Par RJDH - 04/08/2014

La déclaration faite mardi 30 juillet demandant aux soldats des Faca des Anti-Balaka de regagner les casernes n’est pas du tout appréciée par la coordination dudit mouvement

 

Les leaders des Anti-Balaka émettent des sons discordants sur la déclaration du Capitaine Kam-Zolaï demandant aux éléments des Faca des Anti Balaka de regagner les rangs. La coordination des Anti-Balaka n’apprécie pas la déclaration faite en leur nom par une autre personne que la coordination elle-même. Elle dit ne pas avoir été associée à la réunion qui a abouti à cette déclaration. Quelques heures après l’avoir rendue publique, une contre déclaration a été à son tour faite par un des membres de ladite coordination se disant profondément surprise par la nouvelle et disant prendre à témoin l’opinion nationale et internationale quant aux éventuelles conséquences que cela pourrait engendrer.

 


© Radio Ndéké Luka
image d'illustration
Emotion Brice Namsio, porte-parole de la coordination des Anti-Balaka, n’a pas caché sa surprise après l’appel du capitaine. «Nous étions tous surpris d’apprendre sur les ondes qu’il y a un état-major qui vient de voir le jour et qu’il est dirigé par le Capitaine Kam-Zolaï. Ce n’est pas du tout normal. Plus jamais ça. » Il a ajouté que « le temps n’est plus à la querelle, aux manipulations et aux orchestrations. S’ils sont allés là-bas au nom de l’UFACAR, ça n’engage qu’eux. Mais s’il faut parler des anti-balaka, nous ne sommes plus d’accord ».

Le porte-parole de la coordination Anti-Balaka a fait savoir qu’il n’y a pas deux états-majors dans un Etat, et qu’ils n’ont pas été conviés à une réunion organisée par le Premier Ministre. «Nous prenons à témoin l’opinion nationale et internationale sur le fait que le premier ministre organise une réunion avec des personnalités des Anti-Balaka alors même qu’il y a une coordination.
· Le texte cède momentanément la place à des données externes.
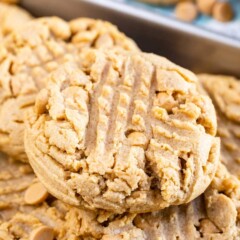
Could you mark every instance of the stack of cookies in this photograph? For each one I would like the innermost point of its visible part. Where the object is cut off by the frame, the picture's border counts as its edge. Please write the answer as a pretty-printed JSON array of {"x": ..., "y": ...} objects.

A quoi bon organiser une réunion sans nous tenir informés».

En réponse, le Capitaine Kam-Zolaï a dit s’être adressé aux militaires et non aux civils. Selon lui, seul un militaire peut donner des ordres à un militaire et jamais un civil. «Ma déclaration s’adresse aux militaires. Ngaïssona est un civil, il ne peut pas donner des ordres aux militaires. Les militaires qu’il draine avec lui, si l’Etat décide de les radier, va-t-il les prendre en charge ? Pourquoi ne regagnent-ils pas les rangs ? Que veulent-ils faire après puisque le but de notre combat était déjà atteint ? » «En regagnant les rangs, nous forces militaires pouvons aider les forces internationales présentes dans le pays à y mettre de l’ordre», a-t-il conseillé. La rédaction du RJDH n’a pas pu entrer en contact avec la primature pour avoir sa position. Cette contradiction vient s’ajouter aux nombreuses autres enregistrées au sein du mouvement des Anti-Balaka.